Anaksagoras her şeyden biraz barındıran bu küçük parçacıklara ‘’ tohum’’ ya da ‘’ filiz’’ diyordu. Bir anlamda varlığın temelinde sonsuz sayıda öğenin olduğunu ileri sürmüştür. Evrenin ilk başlangıç  halindeki arkhe kendi içinde sonsuz sayıda tohumlar barındırır, bunlar aynı zamanda her türden şekil, renk ve koku olan sonsuz sayıda tözdür. Sonsuz sayıdaki bu tohuma ‘’ spermata’’ adını vermiştir. Bugün var olan dünyanın bu ‘’ tohum’’ların ayrılıp bir araya gelmesi sonucu oluştuğu fikrini ileri sürmüştür. Anaksagoras bütün bunları sağlayan bir gücün olduğunu söylemiş ve bu güce; “nous” (akıl) demiştir. 

Demokritos: Doğa filozoflarının sonuncusu kabul edilir. Ona göre doğada var olan tüm nesneler maddeden meydana gelmişlerdir. bu maddeye ‘’ atomon’’ adını vermiştir.
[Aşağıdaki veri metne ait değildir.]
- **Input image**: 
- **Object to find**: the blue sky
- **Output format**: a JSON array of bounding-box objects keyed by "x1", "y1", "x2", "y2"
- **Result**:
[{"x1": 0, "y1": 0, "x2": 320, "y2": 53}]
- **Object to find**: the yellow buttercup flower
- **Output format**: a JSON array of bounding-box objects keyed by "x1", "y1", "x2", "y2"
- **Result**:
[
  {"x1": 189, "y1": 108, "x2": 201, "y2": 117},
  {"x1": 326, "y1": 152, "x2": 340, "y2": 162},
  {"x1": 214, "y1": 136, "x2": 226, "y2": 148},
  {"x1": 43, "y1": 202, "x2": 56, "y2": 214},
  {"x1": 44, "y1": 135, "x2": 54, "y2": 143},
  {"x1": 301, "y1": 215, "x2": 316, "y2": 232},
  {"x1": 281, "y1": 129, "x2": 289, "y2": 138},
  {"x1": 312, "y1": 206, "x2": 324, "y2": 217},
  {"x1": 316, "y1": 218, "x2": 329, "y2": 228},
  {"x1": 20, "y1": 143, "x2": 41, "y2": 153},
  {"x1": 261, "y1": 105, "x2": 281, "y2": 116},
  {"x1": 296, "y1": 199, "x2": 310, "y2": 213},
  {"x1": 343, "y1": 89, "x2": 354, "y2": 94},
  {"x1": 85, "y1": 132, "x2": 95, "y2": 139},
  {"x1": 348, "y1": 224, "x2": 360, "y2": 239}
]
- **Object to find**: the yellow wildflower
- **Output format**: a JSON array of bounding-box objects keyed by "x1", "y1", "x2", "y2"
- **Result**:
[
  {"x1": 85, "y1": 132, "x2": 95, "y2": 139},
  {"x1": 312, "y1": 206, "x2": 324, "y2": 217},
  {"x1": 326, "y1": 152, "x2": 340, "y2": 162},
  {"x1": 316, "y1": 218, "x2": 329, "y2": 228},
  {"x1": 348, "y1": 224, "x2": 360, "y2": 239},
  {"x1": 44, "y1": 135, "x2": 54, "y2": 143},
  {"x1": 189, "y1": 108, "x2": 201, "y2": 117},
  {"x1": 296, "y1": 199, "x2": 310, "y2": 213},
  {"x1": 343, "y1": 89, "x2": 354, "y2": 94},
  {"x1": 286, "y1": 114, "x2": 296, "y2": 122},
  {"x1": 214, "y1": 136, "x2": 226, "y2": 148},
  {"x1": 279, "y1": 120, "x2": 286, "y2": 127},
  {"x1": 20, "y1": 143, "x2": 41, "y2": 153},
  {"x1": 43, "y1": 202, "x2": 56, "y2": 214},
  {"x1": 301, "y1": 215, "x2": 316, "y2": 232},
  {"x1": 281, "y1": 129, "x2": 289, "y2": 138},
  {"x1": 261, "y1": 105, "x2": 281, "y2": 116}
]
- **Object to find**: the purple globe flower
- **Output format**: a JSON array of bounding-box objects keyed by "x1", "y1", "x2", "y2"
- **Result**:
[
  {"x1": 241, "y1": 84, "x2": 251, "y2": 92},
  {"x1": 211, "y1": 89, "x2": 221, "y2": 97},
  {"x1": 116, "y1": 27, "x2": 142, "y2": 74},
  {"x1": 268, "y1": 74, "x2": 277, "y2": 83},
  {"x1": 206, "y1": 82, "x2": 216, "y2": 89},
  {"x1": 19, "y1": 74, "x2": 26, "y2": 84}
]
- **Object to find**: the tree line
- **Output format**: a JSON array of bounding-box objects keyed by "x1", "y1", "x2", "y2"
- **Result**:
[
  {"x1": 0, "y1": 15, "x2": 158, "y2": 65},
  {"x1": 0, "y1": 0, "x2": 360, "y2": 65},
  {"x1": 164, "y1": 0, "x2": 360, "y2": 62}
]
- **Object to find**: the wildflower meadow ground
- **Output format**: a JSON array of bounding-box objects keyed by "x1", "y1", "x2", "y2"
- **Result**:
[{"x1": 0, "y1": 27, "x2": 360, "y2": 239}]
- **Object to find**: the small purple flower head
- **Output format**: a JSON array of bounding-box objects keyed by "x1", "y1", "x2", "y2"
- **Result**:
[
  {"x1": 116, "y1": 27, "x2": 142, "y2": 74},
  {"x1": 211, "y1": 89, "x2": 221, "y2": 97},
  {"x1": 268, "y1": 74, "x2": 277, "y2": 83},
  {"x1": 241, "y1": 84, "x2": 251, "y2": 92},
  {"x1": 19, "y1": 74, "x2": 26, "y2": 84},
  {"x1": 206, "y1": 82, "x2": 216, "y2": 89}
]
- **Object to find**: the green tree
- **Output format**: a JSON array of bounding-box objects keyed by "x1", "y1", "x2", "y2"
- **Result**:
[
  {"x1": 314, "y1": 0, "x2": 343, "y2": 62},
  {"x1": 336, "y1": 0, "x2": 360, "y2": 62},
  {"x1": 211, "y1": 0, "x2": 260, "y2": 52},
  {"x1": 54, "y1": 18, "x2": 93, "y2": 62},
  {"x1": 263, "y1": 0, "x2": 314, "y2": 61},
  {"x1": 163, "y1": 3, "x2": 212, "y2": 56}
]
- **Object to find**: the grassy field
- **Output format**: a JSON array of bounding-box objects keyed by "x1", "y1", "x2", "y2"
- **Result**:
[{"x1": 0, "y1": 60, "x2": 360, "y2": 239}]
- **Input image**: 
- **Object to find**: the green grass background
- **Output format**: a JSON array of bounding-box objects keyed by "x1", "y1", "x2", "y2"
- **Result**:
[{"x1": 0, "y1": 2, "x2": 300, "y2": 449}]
Bunlar küçük ve bölünemez parçacıklardır. Öyleyse bir olanın meydana getirdiği şey farklı değişik birleşimler veya düzenlemelerden başka bir şey değildir.

Doğadaki her şey maddenin bölünemez parçacıkları olan bu öğelere indirgenebilir. Bundan dolayı doğada sayılamayacak ölçüde çok sayıda şey var olsa bile, bunların hepsi son tahlilde tek bir şey türüne yani atomlara ya da maddeye indirgenebilir. Öyleyse gerçekte var olan şeyler atomlar veya maddedirler. Örneğin bir cisim ölmeye veya dağılmaya başladığında atomları etrafa saçılır ve yeni bir cismin oluşumunda yer alırlar, böylece doğada kaybolan birşey olmaz, yeniden başka şekillerde var olurlar.

Günümüzde bilim atomların daha küçük temel parçacıklara bölünebildiğini göstermiştir ve bunlara ‘’ proton, nötron ve elektron’’ adını vermiştir ancak yine ortada var olan daha küçük parçacıklardır. Dolayısıyla doğayı oluşturan parçacıklar ‘’ küçük’’ bile olsalar var olmak zorundadırlar. Doğa süreçlerine etki eden bir kuvvet olmadığını, var olan tek şeyin atomlar ve uzam olduğunu görüşünü ileri sürer.

Bu anlamda Demokritos doğa olaylarına müdahaleci bir ruhun varlığını kabul etmez, ona göre doğa hareketleri herhangi bir amaç taşımazlar, sadece mekanik bir şeydirler. Ancak bunlar raslantısal da değildirler, her şey doğanın değişmeyen yasalarına göre gerçekleşmektedir. sadece maddeci bir görüşü taşıdığı için bu yönüyle materyalist felsefi görüşçüsü olarak da tanımlanabilir.